On Fri, 10 Feb 2023 10:00:05 GMT, Xiaowei Lu <d...@openjdk.org> wrote:

> [JDK-8269667](https://bugs.openjdk.org/browse/JDK-8269667) has uncovered the 
> poor performance of BigDecimal.divide under certain circumstance.
> 
> We confront similar situations when benchmarking Spark3 on TPC-DS test kit. 
> According to the flame-graph below, it is StripZeros that spends most of the 
> time of BigDecimal.divide. Hence we propose this patch to optimize stripping 
> zeros.
> ![图片 
> 1](https://user-images.githubusercontent.com/39413832/218062061-53cd0220-776e-4b72-8b9a-6b0f11707986.png)
> 
> Currently, createAndStripZerosToMatchScale() is performed linearly.
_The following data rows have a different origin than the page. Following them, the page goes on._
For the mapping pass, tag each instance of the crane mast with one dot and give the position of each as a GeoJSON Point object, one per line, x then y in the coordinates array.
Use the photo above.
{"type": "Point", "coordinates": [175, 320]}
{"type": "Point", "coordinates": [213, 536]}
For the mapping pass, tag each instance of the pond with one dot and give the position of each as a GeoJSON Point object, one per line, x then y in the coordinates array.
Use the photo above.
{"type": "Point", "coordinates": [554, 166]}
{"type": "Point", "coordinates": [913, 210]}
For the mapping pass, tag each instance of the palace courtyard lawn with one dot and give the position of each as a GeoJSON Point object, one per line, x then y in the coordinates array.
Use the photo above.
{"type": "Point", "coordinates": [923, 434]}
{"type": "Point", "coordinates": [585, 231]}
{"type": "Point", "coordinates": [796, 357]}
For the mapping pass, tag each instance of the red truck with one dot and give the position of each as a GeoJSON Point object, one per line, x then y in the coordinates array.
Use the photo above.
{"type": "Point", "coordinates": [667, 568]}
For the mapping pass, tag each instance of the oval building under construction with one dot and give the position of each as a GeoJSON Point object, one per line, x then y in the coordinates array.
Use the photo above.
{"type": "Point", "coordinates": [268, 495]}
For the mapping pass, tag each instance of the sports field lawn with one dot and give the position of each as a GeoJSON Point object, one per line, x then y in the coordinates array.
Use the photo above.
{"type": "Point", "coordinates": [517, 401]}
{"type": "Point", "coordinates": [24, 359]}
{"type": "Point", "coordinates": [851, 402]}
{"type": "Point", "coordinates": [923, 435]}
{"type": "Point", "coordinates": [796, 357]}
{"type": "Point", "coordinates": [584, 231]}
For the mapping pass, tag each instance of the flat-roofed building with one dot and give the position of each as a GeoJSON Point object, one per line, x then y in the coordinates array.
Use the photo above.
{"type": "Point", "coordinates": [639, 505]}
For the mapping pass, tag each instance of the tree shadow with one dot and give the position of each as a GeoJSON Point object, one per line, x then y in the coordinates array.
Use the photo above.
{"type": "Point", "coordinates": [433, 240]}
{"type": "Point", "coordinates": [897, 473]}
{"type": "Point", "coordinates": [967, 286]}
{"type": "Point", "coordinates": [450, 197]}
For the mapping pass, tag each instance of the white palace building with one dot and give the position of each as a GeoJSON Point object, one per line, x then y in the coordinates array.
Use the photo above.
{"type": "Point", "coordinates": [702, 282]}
That is, 
> the target value is parsed from back to front, each time stripping out single 
> ‘0’. To optimize, we can adopt the method of binary search. That is, each 
> time we try to strip out ${scale/2} ‘0’s. 
> 
> The performance looks good. Therotically, time complexity of our method is 
> O(log n), while the current one is O(n). In practice, benchmarks on Spark3 
> show that 1/3 less time (102s->68s) is spent on TPC-DS query4. We also runs 
> Jtreg and JCK to check correctness, and it seems fine.
> 
> More about environment: 
> we run Spark3.3.0 on Openjdk11, but it seems jdk version doesn’t have much 
> impact on BigDecimal. Spark cluster consists of a main node and 2 core nodes, 
> each has 4cores, 16g memory and 4x500GB storage.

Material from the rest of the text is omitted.